[Sderby] Procmail & Spam assasin

Wed Jun 25 11:36:01 2003

On Tue, 24 Jun 2003 19:10:33 +0100, you wrote:

>Mike,
>
>Which MTA are you using?  I assume either Postfix or Sendmail?  Have you
>perhaps looked at Exim4?  It has, part of the MTA a component called =
Exiscan
>which works a treat on my mailservers.  I have used SpamAssasign, but =
find
>Exisan works great for my needs.
>
Eeek.  ExiScan is a great bit of kit, but unless you *need* to do an
SMTP reject based on whether it's thought to be spam is *hideously*
overkill.  It has it's place (which is why it exists) but by far the
easiest way is to call spamassassin from your .procmailrc.  This has
the advantage that you can use the new bayesian filtering and correct
it's wrong guesses, as you haven't rejected the mail, you get to build
up a spam corpus which after a while makes spamassassin really
accurate.

I've got some excellent procmailrc rules (below) for splitting up
mailing lists into mailboxes too.  These rules are fairly process
bound, but are completely generic - you just need these rules to
manage all your mailing lists, now and in the future, they beat having
to add a new procmailrc entry for each list you subscribe to.

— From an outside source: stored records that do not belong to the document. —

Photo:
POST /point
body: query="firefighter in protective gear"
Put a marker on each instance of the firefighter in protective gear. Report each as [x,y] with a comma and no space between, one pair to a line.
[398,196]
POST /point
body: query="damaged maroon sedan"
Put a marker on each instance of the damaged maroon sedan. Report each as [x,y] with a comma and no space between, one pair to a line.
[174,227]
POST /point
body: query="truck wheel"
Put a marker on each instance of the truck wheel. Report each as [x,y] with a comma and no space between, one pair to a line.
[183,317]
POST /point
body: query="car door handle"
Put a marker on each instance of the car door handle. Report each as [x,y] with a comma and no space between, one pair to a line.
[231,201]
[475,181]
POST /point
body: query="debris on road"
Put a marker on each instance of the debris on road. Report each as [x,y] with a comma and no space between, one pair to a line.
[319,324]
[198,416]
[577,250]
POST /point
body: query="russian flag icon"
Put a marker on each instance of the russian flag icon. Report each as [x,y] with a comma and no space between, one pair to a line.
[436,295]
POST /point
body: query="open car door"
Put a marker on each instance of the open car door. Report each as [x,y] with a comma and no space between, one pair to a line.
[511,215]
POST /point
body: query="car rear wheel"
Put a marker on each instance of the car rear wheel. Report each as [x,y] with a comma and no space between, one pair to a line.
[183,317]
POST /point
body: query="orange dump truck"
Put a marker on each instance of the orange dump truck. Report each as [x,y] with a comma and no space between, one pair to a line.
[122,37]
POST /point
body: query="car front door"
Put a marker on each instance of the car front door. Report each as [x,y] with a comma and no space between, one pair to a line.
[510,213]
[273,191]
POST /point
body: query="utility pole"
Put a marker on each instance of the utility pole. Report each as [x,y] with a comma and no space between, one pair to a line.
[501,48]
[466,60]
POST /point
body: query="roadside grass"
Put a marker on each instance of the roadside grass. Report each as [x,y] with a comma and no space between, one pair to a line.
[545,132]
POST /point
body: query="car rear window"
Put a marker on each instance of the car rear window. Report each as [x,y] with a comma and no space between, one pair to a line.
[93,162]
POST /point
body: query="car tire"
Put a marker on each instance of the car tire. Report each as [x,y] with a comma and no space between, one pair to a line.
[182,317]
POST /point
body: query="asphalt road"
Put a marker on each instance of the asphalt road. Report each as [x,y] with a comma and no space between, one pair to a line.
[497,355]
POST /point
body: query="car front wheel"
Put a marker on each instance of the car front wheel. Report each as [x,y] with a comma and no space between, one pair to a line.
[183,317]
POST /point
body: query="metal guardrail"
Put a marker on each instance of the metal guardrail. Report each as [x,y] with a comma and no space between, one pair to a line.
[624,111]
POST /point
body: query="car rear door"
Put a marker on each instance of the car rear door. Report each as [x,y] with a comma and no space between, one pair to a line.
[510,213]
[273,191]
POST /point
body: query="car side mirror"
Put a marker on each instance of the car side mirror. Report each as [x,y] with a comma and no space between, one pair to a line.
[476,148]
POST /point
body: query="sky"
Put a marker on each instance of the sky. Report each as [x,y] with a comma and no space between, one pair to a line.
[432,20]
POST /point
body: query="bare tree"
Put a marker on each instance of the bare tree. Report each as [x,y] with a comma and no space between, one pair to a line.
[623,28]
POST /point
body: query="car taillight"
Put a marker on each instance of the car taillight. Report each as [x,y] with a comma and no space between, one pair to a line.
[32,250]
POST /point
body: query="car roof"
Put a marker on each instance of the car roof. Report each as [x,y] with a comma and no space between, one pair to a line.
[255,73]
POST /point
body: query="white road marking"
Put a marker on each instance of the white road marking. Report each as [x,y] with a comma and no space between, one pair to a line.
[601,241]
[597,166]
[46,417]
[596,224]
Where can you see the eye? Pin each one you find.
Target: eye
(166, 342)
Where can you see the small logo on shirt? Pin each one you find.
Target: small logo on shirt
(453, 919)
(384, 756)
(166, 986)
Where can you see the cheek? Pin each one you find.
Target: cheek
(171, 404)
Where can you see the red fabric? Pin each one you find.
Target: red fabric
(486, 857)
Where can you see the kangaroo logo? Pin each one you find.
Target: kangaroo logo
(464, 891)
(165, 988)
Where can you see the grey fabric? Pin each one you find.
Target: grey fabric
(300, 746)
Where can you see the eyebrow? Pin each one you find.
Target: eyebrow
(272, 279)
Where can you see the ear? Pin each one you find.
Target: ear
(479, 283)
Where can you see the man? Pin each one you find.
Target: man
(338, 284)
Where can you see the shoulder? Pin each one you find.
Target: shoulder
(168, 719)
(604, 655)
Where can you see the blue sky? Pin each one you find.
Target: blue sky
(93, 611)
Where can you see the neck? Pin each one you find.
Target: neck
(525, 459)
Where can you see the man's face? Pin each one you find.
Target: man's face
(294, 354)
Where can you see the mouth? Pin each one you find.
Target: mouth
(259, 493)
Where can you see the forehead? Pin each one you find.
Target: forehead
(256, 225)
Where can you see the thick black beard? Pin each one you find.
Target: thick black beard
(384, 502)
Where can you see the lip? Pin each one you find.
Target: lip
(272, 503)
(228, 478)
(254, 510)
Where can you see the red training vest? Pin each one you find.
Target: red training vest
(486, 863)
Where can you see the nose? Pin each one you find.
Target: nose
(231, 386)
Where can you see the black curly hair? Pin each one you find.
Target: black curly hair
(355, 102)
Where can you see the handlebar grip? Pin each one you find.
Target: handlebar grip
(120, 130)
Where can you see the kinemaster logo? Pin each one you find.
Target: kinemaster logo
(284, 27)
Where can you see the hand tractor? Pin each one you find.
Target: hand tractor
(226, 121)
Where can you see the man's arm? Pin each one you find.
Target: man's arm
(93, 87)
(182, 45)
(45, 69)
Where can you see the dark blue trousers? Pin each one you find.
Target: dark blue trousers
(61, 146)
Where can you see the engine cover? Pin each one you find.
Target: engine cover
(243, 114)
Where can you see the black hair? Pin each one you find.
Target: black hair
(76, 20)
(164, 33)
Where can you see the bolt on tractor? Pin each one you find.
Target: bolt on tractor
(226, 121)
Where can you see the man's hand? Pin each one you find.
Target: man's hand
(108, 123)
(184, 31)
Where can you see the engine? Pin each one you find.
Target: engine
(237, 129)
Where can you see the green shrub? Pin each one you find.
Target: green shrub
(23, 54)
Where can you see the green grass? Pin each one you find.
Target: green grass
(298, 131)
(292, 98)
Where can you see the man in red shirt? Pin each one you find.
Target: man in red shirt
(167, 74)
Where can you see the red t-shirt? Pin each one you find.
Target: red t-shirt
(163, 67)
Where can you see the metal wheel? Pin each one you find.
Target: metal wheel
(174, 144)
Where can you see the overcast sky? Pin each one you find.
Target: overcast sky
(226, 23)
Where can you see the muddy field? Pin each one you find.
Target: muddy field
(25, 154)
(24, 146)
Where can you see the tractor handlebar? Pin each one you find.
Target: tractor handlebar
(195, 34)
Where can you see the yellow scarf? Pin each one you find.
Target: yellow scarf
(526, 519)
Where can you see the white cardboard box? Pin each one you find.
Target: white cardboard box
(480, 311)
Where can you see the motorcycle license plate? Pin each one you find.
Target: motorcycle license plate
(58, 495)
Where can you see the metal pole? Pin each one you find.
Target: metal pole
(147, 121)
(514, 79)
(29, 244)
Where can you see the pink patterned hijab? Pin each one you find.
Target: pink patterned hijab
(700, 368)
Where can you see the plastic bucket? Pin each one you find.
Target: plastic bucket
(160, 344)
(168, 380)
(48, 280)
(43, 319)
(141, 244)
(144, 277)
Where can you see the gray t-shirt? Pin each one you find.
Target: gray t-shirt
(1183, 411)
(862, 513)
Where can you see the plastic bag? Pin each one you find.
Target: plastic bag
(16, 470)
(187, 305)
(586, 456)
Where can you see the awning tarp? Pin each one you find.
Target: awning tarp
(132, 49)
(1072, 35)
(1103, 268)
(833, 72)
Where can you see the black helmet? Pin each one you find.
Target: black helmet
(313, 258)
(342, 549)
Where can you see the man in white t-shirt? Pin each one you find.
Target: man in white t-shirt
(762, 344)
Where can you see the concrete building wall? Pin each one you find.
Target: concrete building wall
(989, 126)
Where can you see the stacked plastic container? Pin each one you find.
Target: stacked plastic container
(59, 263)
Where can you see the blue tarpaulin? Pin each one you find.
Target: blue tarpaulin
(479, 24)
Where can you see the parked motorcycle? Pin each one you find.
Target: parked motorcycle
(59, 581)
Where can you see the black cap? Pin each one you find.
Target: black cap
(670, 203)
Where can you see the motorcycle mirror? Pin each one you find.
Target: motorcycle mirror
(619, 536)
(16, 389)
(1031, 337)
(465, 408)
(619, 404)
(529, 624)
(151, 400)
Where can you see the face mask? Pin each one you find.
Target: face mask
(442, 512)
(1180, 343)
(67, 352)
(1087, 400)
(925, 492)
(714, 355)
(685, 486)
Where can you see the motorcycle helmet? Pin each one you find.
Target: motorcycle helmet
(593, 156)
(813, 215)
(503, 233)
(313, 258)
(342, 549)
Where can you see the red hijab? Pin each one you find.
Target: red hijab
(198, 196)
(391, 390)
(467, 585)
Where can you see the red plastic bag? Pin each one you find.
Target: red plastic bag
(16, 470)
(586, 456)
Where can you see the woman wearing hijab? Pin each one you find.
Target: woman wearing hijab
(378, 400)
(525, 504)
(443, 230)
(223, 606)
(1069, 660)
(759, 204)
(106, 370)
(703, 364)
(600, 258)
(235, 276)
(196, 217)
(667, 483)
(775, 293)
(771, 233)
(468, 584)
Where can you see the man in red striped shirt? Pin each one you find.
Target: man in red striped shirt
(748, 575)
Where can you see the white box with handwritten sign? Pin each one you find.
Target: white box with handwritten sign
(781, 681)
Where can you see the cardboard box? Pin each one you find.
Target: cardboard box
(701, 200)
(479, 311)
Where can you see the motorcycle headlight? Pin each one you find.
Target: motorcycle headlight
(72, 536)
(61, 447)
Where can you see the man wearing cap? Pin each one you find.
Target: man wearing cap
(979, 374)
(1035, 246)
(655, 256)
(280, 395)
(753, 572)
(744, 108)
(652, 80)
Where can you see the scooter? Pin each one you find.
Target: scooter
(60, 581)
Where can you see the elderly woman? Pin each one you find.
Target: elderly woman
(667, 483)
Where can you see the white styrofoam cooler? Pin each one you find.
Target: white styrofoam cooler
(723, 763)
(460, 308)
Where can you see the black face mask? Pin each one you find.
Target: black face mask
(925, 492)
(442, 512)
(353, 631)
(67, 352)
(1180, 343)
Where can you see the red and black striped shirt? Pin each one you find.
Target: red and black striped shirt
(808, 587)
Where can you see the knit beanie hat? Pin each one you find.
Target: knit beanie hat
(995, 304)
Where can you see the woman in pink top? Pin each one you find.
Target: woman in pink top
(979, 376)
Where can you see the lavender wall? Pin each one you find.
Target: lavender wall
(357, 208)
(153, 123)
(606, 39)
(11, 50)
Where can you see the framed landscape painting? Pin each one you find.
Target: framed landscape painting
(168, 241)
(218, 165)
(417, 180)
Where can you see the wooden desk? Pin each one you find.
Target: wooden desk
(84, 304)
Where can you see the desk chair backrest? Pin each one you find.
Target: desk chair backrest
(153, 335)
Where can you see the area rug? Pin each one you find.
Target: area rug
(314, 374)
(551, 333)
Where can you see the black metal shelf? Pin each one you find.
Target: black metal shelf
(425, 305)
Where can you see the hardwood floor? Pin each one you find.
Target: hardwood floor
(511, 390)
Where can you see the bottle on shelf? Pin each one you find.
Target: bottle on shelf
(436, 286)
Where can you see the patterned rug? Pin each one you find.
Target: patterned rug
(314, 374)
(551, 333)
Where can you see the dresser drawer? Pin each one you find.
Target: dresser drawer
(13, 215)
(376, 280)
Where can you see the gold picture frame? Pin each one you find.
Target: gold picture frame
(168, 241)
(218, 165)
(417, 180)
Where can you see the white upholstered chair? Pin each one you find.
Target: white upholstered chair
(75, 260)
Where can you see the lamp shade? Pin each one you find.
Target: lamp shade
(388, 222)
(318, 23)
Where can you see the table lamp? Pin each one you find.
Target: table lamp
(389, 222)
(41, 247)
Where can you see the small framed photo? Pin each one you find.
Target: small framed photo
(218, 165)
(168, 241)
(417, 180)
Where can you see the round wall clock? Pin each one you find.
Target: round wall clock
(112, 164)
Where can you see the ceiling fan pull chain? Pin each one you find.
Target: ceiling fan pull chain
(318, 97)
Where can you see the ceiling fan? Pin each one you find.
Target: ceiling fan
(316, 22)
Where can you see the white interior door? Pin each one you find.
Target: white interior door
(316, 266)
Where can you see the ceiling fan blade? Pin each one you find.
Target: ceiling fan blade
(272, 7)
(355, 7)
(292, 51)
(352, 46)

They will get procmail to place the messages into mailboxes named by
the root of the mailing list (south derby LUG posts go into a mailbox
called "sderby") and these mailboxes are created in the "lists"
subdirectory of wherever your mail directory is.

--- begin procmailrc snippet

:0:
* ^X-BeenThere: \/[^@]+
lists/`echo $MATCH | sed -e 's/[\/]/_/g'`

:0:
* ^Delivered-To: mailing list \/[^@]+
lists/`echo $MATCH | sed -e 's/[\/]/_/g'`

:0:
* X-Mailing-List: <\/[^@]+
lists/`echo $MATCH | sed -e 's/[\/]/_/g'`

:0:
* X-Loop: \/[^@]+
lists/`echo $MATCH | sed -e 's/[\/]/_/g'`

--- end procmailrc snippet.

I've also got some mutt config lines that go with it, available on
request so that mutt auto-handles all lists for you.  But as no-one
except me seems to use a non-GUI mailer, I won't waste any more
bandwidth.  Mail me privately for details...

If you do go down the route of spamassassin - which I'd thoroughly
recommend; in my experience its a stunningly good piece of software,
even without the bayesian filtering that got added a while ago - then
don't use spamassassin in standalone mode, but use the spamd facility
instead.  The reason for this is that spamassassin is written in perl,
and if you call it for every sinlge piece of mail, it can very quickly
bog down the system because it spends most of it's time loading and
unloading perl - I had a flood of 100 messages come from a stalled
mailserver for a list, and it completely stuffed my Athlon 1700+
server, pinning it to 100% processor usage, and exhausting all 900Mb
RAM.  Just a friendly warning :)

Hope this helps.

Dave.